Spanish economic woes
By Nico Isaac
On June 13, one of Spain’s most prestigious honors -- the Prince of Asturias Art Award -- was presented to legendary singer/songwriter Bob Dylan.
If the Spanish boot of Spanish leather fits.
And boy does it ever. From the realm of folk music to that of
finance, The Times They Are A Changin’ for the main engine of Spain’s economic growth: Real Estate. Just in case you’ve had no direction home for the last year, this brief recap should put the moss back on your stone: In the 12 months ending March 2007, home prices rose by a national average of 7.2%. “House
affordability is at its lowest level ever” (AP ), with household debt running at 133% disposable income and a whopping 96% of all outstanding mortgages comprised of “adjustable” or “floating” rates. (This is against the background of eight
interest rate increases by the European Central Bank in the last 19 months)
On April 24 (informally known as “Black Tuesday”), Madrid’s main stock index, the IBEX 35, plunged 3% following a string of incidents indicating that the “Spanish housing market had had it.”
The first knot: Scandal at one of the country’s largest real estate developers -- Astroc -- lowers the company’s share price by two-thirds. Stock at Spain’s biggest real estate company, Metrovacesa SA is down by one-third in 2007.
The second knot: Construction starts in 2006 ran at 800,000 new homes, more than the total number of homes constructed in Italy, France, and Germany combined, FOUR times the UK number, and nearly one-half of U.S. starts, an economy that is seven times bigger than Spain. (Gulf News )
The third knot: This April, Spain’s best-performing fund manager Francisco Parames received a hand-written note from the third richest man in the world himself, Warren Buffet, seeking advice on how to safely invest in the region’s economic boom.
Parames' reply: You Can’t.
“The Spanish economy,” wrote Parames, “is going to go through some very rough times as the real estate crash [spreads] and credit bubble bursts.”Around the same time, the Bank of Spain issued a public warning pronouncing “unsustainable growth in real estate prices AND a housing market that is 30% overvalued.”

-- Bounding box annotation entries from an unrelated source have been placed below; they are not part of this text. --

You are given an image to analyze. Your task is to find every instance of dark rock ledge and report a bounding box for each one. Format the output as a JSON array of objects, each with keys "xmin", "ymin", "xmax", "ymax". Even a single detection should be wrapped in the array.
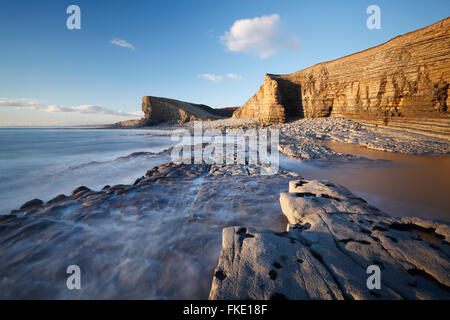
[{"xmin": 209, "ymin": 179, "xmax": 450, "ymax": 300}]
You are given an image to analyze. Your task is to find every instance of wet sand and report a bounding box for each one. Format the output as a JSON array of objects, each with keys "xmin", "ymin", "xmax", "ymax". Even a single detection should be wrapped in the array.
[{"xmin": 280, "ymin": 142, "xmax": 450, "ymax": 221}]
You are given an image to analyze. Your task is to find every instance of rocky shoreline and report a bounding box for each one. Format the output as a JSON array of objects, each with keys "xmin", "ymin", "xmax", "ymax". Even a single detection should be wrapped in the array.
[{"xmin": 0, "ymin": 118, "xmax": 450, "ymax": 299}]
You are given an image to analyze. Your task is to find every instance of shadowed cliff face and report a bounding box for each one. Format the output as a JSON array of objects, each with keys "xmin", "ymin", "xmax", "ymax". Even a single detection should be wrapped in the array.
[{"xmin": 233, "ymin": 18, "xmax": 450, "ymax": 134}]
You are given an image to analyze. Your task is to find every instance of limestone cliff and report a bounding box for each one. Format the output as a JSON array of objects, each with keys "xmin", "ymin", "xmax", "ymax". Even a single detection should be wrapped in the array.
[
  {"xmin": 233, "ymin": 18, "xmax": 450, "ymax": 134},
  {"xmin": 142, "ymin": 96, "xmax": 229, "ymax": 125}
]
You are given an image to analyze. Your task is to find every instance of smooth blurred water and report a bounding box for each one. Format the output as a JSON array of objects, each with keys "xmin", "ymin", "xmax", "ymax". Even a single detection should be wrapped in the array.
[{"xmin": 0, "ymin": 128, "xmax": 174, "ymax": 214}]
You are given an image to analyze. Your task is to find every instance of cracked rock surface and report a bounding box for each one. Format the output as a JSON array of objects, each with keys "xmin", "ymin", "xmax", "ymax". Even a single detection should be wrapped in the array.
[
  {"xmin": 209, "ymin": 179, "xmax": 450, "ymax": 299},
  {"xmin": 0, "ymin": 163, "xmax": 297, "ymax": 299}
]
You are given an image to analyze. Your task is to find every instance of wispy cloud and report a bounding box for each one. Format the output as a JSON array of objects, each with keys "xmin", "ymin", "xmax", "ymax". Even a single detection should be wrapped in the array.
[
  {"xmin": 109, "ymin": 38, "xmax": 135, "ymax": 50},
  {"xmin": 0, "ymin": 98, "xmax": 143, "ymax": 117},
  {"xmin": 197, "ymin": 73, "xmax": 242, "ymax": 83},
  {"xmin": 227, "ymin": 73, "xmax": 242, "ymax": 80},
  {"xmin": 220, "ymin": 14, "xmax": 300, "ymax": 59},
  {"xmin": 197, "ymin": 73, "xmax": 223, "ymax": 82}
]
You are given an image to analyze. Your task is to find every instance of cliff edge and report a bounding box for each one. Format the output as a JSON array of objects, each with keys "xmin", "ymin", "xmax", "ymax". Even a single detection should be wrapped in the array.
[{"xmin": 233, "ymin": 18, "xmax": 450, "ymax": 135}]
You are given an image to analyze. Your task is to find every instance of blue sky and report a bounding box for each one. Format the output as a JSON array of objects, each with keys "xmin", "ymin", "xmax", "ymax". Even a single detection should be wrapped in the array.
[{"xmin": 0, "ymin": 0, "xmax": 450, "ymax": 126}]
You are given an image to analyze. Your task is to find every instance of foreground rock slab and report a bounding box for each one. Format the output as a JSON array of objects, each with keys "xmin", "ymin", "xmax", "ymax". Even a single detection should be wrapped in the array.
[
  {"xmin": 209, "ymin": 179, "xmax": 450, "ymax": 300},
  {"xmin": 0, "ymin": 163, "xmax": 295, "ymax": 299}
]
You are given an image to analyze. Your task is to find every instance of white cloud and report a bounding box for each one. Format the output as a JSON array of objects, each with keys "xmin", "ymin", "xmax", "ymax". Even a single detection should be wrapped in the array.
[
  {"xmin": 0, "ymin": 98, "xmax": 143, "ymax": 117},
  {"xmin": 220, "ymin": 14, "xmax": 299, "ymax": 59},
  {"xmin": 109, "ymin": 38, "xmax": 135, "ymax": 50},
  {"xmin": 197, "ymin": 73, "xmax": 223, "ymax": 82},
  {"xmin": 227, "ymin": 73, "xmax": 242, "ymax": 80}
]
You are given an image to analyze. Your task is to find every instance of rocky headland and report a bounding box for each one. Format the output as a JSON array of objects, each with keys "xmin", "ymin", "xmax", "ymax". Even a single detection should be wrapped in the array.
[
  {"xmin": 233, "ymin": 18, "xmax": 450, "ymax": 137},
  {"xmin": 0, "ymin": 18, "xmax": 450, "ymax": 300}
]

Despite the barrage of bad news, however, the mainstream majority is still tangled up in BULL-ue regarding the long-term prospects of Spain’s housing sector and overall economy.
“The country’s economy is still going strong and talks of a sudden downward correction are overstated,” begins a recent Forbes. Case in point: “Black Tuesday” included, Madrid’s IBEX 35 has soared 35% in the last 12 months to an all-time record high, a performance that has outstripped almost all other major European bourses.
If something were intrinsically wrong, explains one expertician,
“the trouble would show up in the stock market to reveal increasing pessimism about the Spanish housing market.”
Unless of course, one sector tarried behind the other…
Bottom line is: there is an integral stage of every mania in which warnings from the professionals go unheeded by the public. That time may be at hand in Spain.
For that very reason, Elliott Wave International’s European Short term Update has expanded its coverage of the major bourses to include Madrid’s IBEX 35, presenting labeled price charts of the index along with unique insight into the near-term trend changes in store for prices.
Spain is out on a limb. If they can pull it out of the fire, perhaps the U.S. economy and housing markets can as well. I won’t hold my breath however. Spain is in trouble, that’s a fact. With the selling off of their reserves and the dumping of their gold they seem to openly admit they’re in deep doo-doo.
Their housing market is certainly in worse shape than the U.S. market, why they haven’t melted down before now is a mystery. It will be interesting to watch Spain’s progress toward the abyss as they are probably cutting a trail that a number of other countries are about to tread down, with unfortunately, the U.S. included among that number I’m sure.